Much of a solar flare's energy is thought to be released in the continuum. The optical continuum (white light) is of special interest due to the ability to observe it from the ground. We aim to investigate the prevalence of white-light (WL) emissions in simulations of purely electron beam-driven solar flares, what determines the occurrence of these enhancements, and the underlying causes. We utilized the F-CHROMA grid of flare simulations created using the radiative hydrodynamics code RADYN. We probed the spectral index, total energy, and low-energy cutoff to draw conclusions about their relationships to the white-light intensity. Furthermore, we calculated the 6684 Å continuum intensities, the Balmer, and the Paschen ratios.
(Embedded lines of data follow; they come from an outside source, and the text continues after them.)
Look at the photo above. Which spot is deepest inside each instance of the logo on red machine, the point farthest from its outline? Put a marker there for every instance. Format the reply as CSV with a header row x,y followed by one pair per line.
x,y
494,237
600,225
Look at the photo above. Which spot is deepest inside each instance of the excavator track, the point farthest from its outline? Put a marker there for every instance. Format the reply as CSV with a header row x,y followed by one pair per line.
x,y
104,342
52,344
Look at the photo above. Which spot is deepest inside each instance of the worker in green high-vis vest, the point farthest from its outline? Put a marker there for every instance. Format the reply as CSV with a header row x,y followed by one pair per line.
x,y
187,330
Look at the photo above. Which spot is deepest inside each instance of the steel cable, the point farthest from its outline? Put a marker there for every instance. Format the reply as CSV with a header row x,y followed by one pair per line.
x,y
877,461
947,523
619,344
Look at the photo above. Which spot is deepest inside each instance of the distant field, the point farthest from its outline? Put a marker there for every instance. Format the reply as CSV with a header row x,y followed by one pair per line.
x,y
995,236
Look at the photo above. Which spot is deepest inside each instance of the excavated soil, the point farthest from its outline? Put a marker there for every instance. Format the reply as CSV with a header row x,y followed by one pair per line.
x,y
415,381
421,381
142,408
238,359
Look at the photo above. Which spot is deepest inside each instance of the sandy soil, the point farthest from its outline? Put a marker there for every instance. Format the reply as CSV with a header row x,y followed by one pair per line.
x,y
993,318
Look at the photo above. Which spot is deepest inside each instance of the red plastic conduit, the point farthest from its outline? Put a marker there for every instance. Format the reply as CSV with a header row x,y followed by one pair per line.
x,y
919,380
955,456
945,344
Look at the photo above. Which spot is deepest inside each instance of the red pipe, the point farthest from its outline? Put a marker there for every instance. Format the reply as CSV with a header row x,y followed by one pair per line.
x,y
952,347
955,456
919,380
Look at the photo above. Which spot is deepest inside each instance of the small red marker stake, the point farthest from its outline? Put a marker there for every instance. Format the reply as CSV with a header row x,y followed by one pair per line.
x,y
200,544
Finally, we analyzed two particular cases, one with high 6684 Å intensity and one with a large Balmer ratio, to determine the dominant mechanisms in these simulations. 33 of the 84 flares included in the F-CHROMA grid show white-light intensity enhancements that exceed 0.1% relative to the pre-flare level. We conclude that, with the parameters presented in the F-CHROMA grid, purely electron beam-driven simulations of solar flares are not able to reproduce observed WL enhancements, as the maximum enhancements in the grid are below 4%. The total energy (which is correlated with the maximum beam flux) is the main factor for deciding whether excess white-light emissions will be detectable. There is a linear relationship between the Balmer (and Paschen) ratio and the relative continuum increase. Both case studies show that during the time of maximum WL excess, hydrogen ionization and subsequent recombination in an optically thin medium is the dominant mechanism for WL continuum emission enhancements. Increased H$^-$ emission in the photosphere as a result of radiative backwarming becomes dominant during the declining phase of WL emissions in both case studies.

Figures (14)

• Figure 1: Light curves of $I_{c,rel}$, as well as intensities left and right of the Balmer jump for a WL and a non-WL case. Left: $I_{c,rel}$ as a function of time for the WL case $\mathrm{d3\_1.0e12\_20}$ and the non-WL case $\mathrm{d3\_1.0e11\_10}$. Right: Intensities blueward (at 3646.9 Å; solid lines) and redward (at 3647.1 Å; dashed lines) of the Balmer jump. In both panels, red indicates the WL case, whereas gray specifies the non-WL case.
• Figure 2: $I_{c,max}$ as a function of $E_c$, $d$, and $E_{tot}$ for all simulations included in the F-CHROMA grid. The values for $d$ have been divided into four distinct locations to avoid overlap and to show $E_{tot}$ corresponding to each simulation (indicated at the top). Dashed vertical lines indicate the border between the different spectral index values. The size corresponds to $I_{c,max}$, as indicated in the legend below the x-axis. Red indicates WL cases, whereas gray specifies non-WL cases. The cases used for the case studies are indicated with numbers 1 and 2.
• Figure 3: Scatter plots of the $R_{B,max}$ (top panel) and $R_{P,max}$ (middle panel) as a function of $I_{c,max}$. The bottom panel shows $R_{P,max}$ as a function of $R_{B,max}$. In all panels, red indicates WL cases, whereas gray specifies non-WL cases.
• Figure 4: $I_{c,rel}$ (top) and $R_B$ (bottom) as a function of time for the two cases $\mathrm{d4\_1.0e12\_20}$ ("case 1," dashed blue line) and $\mathrm{d3\_1.0e12\_25}$ ("case 2," dashed-triple-dotted magenta line).
• Figure 5: Beam heating term in the internal energy equation for case 1 (top panel) and case 2 (bottom panel) as a function of height and time. The scale is displayed as a color bar on the right side of each panel. The bin size in the space domain is 10 km, and 0.1 s in the time domain.